After some time under heavy load, the websockets in our system stop working.

The puma log shows nothing, and the nginx log shows errors for every request of the form:

2016/01/21 11:05:35 [error] 8741#0: *812590 recv() failed (104: Connection reset by peer) while reading response header from upstream, client:, server:, request: "GET /websocket?api_token=27fk7czgtrthf9th2e7dnrieny7npr0mk5gqmrqgj0mp4ded34 HTTP/1.1", upstream: "", host: ""
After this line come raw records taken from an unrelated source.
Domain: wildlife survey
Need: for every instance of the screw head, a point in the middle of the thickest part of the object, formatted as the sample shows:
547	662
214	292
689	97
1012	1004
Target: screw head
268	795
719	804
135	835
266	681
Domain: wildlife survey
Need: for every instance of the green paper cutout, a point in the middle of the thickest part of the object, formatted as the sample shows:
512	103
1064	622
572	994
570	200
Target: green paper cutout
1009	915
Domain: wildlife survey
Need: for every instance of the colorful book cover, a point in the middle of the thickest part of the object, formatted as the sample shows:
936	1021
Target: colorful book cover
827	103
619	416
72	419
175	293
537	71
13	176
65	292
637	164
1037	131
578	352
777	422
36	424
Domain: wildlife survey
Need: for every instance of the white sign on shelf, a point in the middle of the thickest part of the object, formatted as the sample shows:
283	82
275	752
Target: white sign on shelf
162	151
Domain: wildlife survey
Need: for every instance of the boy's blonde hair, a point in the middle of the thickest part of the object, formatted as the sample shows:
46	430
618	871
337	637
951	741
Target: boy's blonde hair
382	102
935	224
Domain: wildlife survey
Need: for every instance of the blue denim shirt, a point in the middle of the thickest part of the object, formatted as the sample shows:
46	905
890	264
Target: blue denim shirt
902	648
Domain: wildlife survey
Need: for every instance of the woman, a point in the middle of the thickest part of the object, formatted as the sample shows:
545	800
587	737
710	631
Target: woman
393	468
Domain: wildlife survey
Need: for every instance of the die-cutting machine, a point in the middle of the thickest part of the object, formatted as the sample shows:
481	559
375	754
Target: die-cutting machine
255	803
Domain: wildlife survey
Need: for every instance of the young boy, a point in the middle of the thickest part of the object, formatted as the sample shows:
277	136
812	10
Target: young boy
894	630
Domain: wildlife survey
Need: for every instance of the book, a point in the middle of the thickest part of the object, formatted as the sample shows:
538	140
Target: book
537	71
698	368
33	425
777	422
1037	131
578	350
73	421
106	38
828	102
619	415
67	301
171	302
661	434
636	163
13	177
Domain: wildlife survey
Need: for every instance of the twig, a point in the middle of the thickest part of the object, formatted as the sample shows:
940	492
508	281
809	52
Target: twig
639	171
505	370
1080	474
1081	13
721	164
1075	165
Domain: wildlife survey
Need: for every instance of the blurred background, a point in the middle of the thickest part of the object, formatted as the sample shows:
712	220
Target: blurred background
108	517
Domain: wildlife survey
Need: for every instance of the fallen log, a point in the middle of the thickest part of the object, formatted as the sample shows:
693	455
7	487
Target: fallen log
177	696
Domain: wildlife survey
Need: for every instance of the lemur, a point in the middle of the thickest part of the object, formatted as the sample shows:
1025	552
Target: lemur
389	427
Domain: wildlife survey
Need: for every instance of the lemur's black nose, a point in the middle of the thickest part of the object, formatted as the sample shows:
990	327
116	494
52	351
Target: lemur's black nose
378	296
Attempting to connect directly to the puma server with curl also gives a similar message:

$ curl http://localhost:8100/websocket?api_token=27fk7czgtrthf9th2e7dnrieny7npr0mk5gqmrqgj0mp4ded34
curl: (56) Recv failure: Connection reset by peer

When I strace the process, all I see is a futex call that seems to never return:

  1. ps auxwww | grep 'www-data.*puma' | grep -v grep
    www-data 9247 96.6 0.2 10139760 576192 ? Sl 01:26 560:43 puma 2.8.2 (tcp://
  2. strace -p 9247
    Process 9247 attached - interrupt to quit
    futex(0x7f4381dd1744, FUTEX_WAIT_PRIVATE, 1, NULL

I killed the puma process, causing runsv to restart it, and now everything seems to be fine again, but I suspect it will happen again at some point.

Our puma version reports itself as: Version 2.8.2 (ruby 2.1.7-p400), codename: Sir Edmund Percival Hillary

Is duplicate of Arvados - Bug #8323: [API] Puma hangs forever on a futex, requiring restartResolved01/29/2016Actions
Updated by Brett Smith about 8 years ago

  • Status changed from New to Duplicate

#8323 documents the server-side issue in more detail.